Steamed Fish with Lime, Garlic, and Chilies (Pla Nueng Ma-Nao ปลานึ่งมะนาว) En Papillote


 

Here’s another way to cook the classic Thai family restaurant favorite: Pla Nueng Ma-Nao (ปลานึ่งมะนาว). Cooking this dish en papillote (in a parchment bag) does not add anything to it in terms of taste; it does, however, make for a great presentation when you entertain and lend itself as a practical solution for the time when you have just a small piece of fish to cook for one person.

Simply follow the recipe for steamed fish with lime, garlic, and chilies. Instead of placing the fish in a heat-proof dish and cooking it in the steamer, bake it in a parchment paper packet (you can follow the step-by-step instructions here.

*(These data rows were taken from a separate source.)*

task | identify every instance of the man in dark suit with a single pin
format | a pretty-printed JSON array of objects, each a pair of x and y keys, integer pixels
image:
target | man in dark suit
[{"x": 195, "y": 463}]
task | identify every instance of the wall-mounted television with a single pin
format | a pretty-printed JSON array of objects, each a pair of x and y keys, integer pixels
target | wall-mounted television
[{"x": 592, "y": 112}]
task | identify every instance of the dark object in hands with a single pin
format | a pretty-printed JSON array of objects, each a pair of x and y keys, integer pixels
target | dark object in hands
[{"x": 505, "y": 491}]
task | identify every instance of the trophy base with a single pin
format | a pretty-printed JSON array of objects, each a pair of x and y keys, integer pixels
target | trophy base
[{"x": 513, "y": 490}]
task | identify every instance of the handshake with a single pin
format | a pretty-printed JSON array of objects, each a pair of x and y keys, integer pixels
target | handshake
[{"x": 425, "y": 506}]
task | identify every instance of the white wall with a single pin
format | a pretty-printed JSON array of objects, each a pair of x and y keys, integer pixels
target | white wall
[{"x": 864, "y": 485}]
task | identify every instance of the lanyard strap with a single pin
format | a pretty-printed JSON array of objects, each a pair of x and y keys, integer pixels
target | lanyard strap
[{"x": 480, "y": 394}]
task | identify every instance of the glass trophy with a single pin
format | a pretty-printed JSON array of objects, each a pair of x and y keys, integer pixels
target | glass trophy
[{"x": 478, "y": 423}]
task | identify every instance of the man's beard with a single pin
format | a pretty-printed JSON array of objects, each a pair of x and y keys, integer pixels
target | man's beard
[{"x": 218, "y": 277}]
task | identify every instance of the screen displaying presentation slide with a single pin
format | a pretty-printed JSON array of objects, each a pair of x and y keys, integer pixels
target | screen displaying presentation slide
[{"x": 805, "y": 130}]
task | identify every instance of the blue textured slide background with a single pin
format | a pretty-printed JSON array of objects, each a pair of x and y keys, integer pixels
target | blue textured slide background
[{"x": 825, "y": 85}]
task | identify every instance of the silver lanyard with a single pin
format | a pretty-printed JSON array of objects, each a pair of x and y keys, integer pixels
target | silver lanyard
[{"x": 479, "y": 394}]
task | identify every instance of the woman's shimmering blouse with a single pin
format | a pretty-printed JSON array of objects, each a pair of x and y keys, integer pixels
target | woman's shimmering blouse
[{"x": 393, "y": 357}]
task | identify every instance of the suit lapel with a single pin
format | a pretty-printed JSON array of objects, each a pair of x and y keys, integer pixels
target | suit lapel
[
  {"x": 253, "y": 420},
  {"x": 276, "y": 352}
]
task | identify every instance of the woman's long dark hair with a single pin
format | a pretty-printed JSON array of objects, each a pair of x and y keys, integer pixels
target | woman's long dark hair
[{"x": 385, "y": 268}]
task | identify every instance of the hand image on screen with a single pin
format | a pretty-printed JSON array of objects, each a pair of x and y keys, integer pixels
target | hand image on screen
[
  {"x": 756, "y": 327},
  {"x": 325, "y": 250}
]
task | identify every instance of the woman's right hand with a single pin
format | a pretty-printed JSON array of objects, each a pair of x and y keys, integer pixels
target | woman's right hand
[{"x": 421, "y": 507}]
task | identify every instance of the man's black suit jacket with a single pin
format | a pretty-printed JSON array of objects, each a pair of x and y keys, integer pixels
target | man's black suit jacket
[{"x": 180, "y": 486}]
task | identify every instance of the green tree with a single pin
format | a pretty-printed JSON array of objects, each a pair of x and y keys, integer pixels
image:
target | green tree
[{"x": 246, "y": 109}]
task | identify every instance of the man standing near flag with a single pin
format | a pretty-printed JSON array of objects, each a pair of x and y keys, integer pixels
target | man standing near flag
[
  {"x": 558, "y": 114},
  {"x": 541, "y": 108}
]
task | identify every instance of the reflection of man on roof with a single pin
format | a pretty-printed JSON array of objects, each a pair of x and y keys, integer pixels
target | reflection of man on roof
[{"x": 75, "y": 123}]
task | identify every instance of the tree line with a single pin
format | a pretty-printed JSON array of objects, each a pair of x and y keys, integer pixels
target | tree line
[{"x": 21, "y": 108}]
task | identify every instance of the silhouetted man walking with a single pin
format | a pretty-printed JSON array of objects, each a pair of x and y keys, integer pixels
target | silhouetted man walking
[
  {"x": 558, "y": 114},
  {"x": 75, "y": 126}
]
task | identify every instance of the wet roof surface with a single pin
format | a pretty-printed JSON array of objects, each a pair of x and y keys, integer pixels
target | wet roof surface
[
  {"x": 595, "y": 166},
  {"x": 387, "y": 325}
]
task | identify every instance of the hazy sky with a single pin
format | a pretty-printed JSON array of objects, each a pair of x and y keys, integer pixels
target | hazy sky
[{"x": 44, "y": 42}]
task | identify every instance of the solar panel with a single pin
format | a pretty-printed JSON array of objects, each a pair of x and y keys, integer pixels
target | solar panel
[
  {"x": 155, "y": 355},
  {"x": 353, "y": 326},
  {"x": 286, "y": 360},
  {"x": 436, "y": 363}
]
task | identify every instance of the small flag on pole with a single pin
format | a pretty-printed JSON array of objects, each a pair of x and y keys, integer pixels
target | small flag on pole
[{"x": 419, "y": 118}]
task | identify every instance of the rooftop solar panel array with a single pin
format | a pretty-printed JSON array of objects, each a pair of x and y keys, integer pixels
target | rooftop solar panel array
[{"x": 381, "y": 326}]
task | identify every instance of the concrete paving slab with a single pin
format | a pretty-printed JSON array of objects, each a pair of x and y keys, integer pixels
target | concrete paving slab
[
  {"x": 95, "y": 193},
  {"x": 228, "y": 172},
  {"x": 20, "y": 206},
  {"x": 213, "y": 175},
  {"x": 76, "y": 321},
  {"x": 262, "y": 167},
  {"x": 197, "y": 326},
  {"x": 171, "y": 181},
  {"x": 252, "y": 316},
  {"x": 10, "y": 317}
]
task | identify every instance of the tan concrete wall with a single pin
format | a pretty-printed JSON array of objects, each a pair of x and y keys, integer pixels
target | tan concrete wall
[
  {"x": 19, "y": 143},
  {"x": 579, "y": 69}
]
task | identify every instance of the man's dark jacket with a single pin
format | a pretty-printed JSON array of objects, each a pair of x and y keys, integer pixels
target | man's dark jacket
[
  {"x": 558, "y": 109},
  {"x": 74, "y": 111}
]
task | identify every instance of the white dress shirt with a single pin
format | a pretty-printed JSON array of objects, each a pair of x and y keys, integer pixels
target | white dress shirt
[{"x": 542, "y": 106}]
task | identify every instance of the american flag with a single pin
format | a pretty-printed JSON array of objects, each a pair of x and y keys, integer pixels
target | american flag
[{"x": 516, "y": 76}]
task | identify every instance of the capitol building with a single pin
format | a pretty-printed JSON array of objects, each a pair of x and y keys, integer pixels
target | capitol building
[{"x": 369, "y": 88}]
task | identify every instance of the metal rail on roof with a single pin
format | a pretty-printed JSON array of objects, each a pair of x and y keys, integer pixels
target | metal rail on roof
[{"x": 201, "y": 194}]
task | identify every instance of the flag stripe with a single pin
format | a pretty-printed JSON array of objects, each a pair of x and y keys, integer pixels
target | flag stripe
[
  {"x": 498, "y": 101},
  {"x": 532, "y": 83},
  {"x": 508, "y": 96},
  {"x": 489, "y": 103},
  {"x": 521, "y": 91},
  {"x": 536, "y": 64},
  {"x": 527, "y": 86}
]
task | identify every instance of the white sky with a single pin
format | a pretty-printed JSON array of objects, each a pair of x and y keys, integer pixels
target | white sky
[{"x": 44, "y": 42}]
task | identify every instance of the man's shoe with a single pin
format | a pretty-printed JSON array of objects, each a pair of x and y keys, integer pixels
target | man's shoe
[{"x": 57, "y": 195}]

2 Responses to Steamed Fish with Lime, Garlic, and Chilies (Pla Nueng Ma-Nao ปลานึ่งมะนาว) En Papillote

  1. Bville Yellow Dog July 12, 2012 at 4:40 pm #

    Good idea – will do it. I have fish recipe from Provence that calls for foil – same idea. Very good

  2. Peggy July 12, 2012 at 4:46 pm #

    As always I love your recipes. This is a good one for today’s lunch.